Monday, December 16, 2013
When you pay the bills you are the boss except.....
This post is inspired by some of the questions raised by State Associations when they are running National events as seems to be the recent trend.
There was a case of a recent National event where a controversial Chief Arbiter was "appointed" by MCF and some other States were concerned about fairness. And then I was informed that this Chief Arbiter put down conditions that he did not want the State Association to appoint a Tournament Director since this means that he could be over-ruled in the event of a dispute over the running of the event.
So lets consider this case a little more carefully. The State Association running this event was not only the organiser but also the sponsor of the event. This means they pay the bills. They pay the Arbiter his fees. That simply means they call the shots as far as appointments go. The only jurisdiction the Chief Arbiter has is in the technical ruling of the Tournament itself. He has no other power. And certainly not to object to the appointment of the Tournament Director.
An aside. It has been my observation in recent events that some State Associations have taken it upon themselves to do all the keying in of results as well as execute the pairings of their Tournaments. I can only assume that this means that there are concerns for the reputation of their events despite them paying for those arbiters. Ref: Here. So that means inflated costs.
Perhaps MCF can assist in getting more arbiters without those type of baggages into the system to bring down costs to the State Associations if the trend continues for them to host National/International events.
Simply put, when you pay the bills you are the boss. Within reason of course.

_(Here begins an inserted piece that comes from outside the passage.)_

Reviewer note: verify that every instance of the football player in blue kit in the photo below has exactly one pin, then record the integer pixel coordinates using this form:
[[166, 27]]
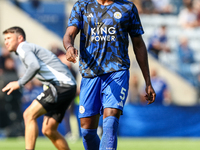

However there is one clear exception. See here.
It was explained to me that a certain person got the sponsorship for the Team to play Myammar chess. Consider this. If you are a sponsor, can you pay for your players to represent the Country? Can you buy the spots? If this is true then does it not lend credence to what this MOE official was talking about? Here.
This is one clear case of when even though you pay the bills for the event, you are not the boss. Chess does not belong to you. Representing the Country cannot and must not be bought. That constitutes fraud to the Chess community and a betrayal of our Country.
Think about it. How can we raise strong players so long as these practices are continued? Where is the incentive to learn to play good chess? Even the State Associations are twisting themselves to try to keep their events clean from the hands of certain Arbiters.
Surely these simple things can be sorted out for the good of the sport. All it needs is a little clear thinking and a little courage.